The Nunavut Land Claim Agreement was signed on May 25, 1993, in Iqaluit, by representatives of the Tunngavik Federation of Nunavut (now Nunavut Tunngavik Incorporated), the Government of Canada and the Government of the Northwest Territories. This agreement gave the Inuit of the central and eastern Northwest Territories a separate territory called Nunavut. It is the largest Aboriginal land claim settlement in Canadian history. The NLCA consists of 42 chapters, which addressing a broad range of political and environmental rights and concerns including wildlife management and harvesting rights, land, water and environmental management regimes, parks and conservation areas, heritage resources, public sector employment and contracting, and a range of other issues. The agreement indicates two areas that are the focus of the agreement: the first area consists of the Arctic islands and the mainland eastern Arctic, and their adjacent marine areas; the second area includes the Belcher Islands, its associated islands and adjacent marine areas.
In 1973 the Inuit Tapirisat of Canada (ITC) began research on Inuit land use and occupancy in the Arctic. Three years later in 1976 the ITC put forward the idea of creating a Nunavut Territory and the federal Electoral Boundaries Commission that recommended dividing the Northwest Territories into two electoral districts: the Western Arctic (now the Northwest Territories) and Nunatsiaq (now Nunavut). The Tunngavik Federation of Nunavut (TFN) negotiated the land claims agreement with the federal government in 1982. Voting in the Northwest Territories determined the creation of Nunavut with a passing vote of 56%. The TFN and representatives from the federal and territorial governments signed the land claims agreement-in-principle in 1990. In 1992 the TFN and federal negotiators agreed on the substantive portions of the Nunavut Land Claims Agreement. On May 25, 1993, Paul Quassa, then president of the Tunngavik Federation of Nunavut and Brian Mulroney, then Prime Minister of Canada signed the Nunavut Land Claims Agreement. On July 9, 1993 the Nunavut Land Claims Agreement and Nunavut Act were adopted by the Parliament of Canada and received Royal Assent. In 1998, amendments to the Nunavut Act were adopted by parliament and received Royal Assent. In 1999 on April 1, Nunavut with an independent government became a reality.

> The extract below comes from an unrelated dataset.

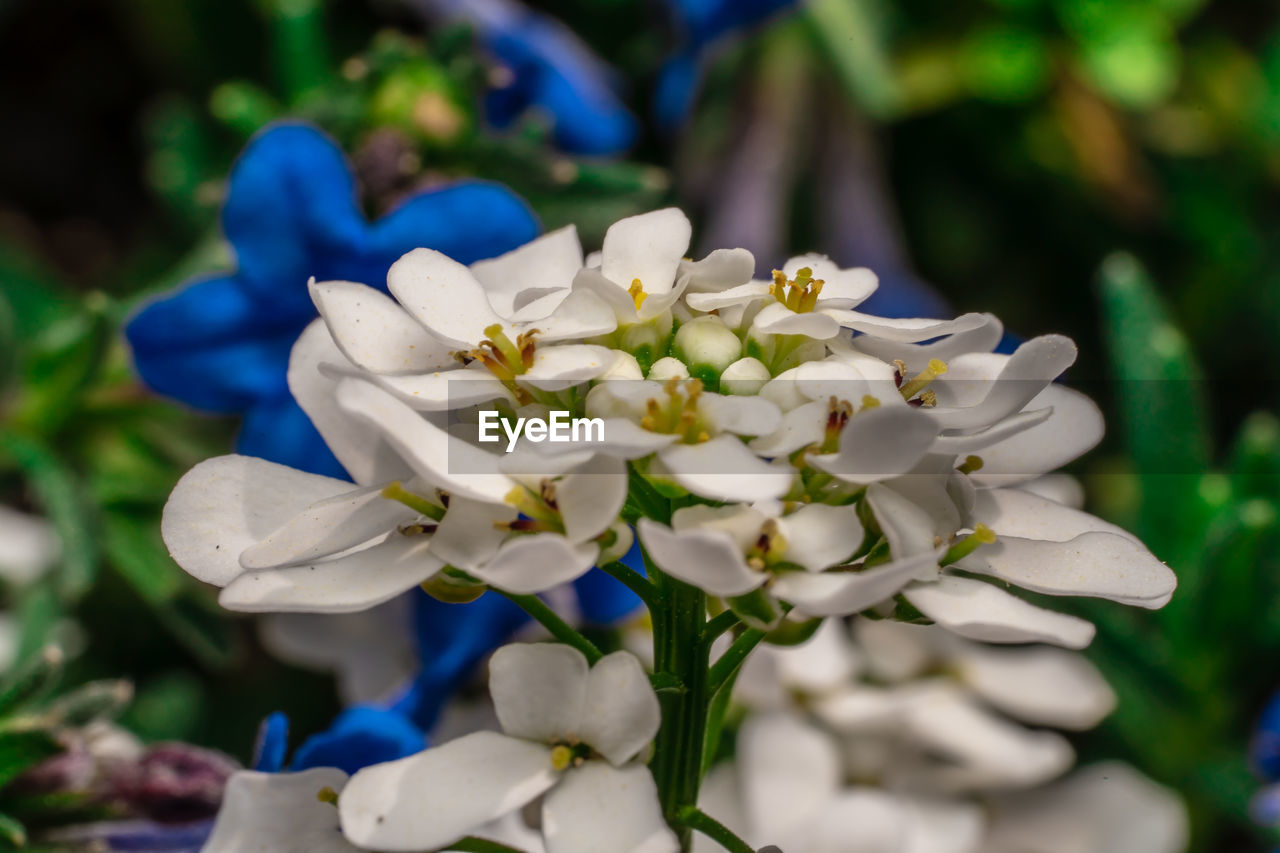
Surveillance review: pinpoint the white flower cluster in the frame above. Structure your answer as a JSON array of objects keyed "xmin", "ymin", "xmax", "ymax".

Since the NLCA was signed in 1993, there have been implemented amendments. The major amendments in 1995 and 1996 were alterations to different official event dates. Articles 5.4.2, 5.6.25, 8.2.2, 8.2.3, and 35.5.7 of the Nunavut Land Claim Agreement were changed. On March 1, 2002, schedule 29-3 (negotiation loans payment) of the Nunavut Land Claim Agreement was replaced.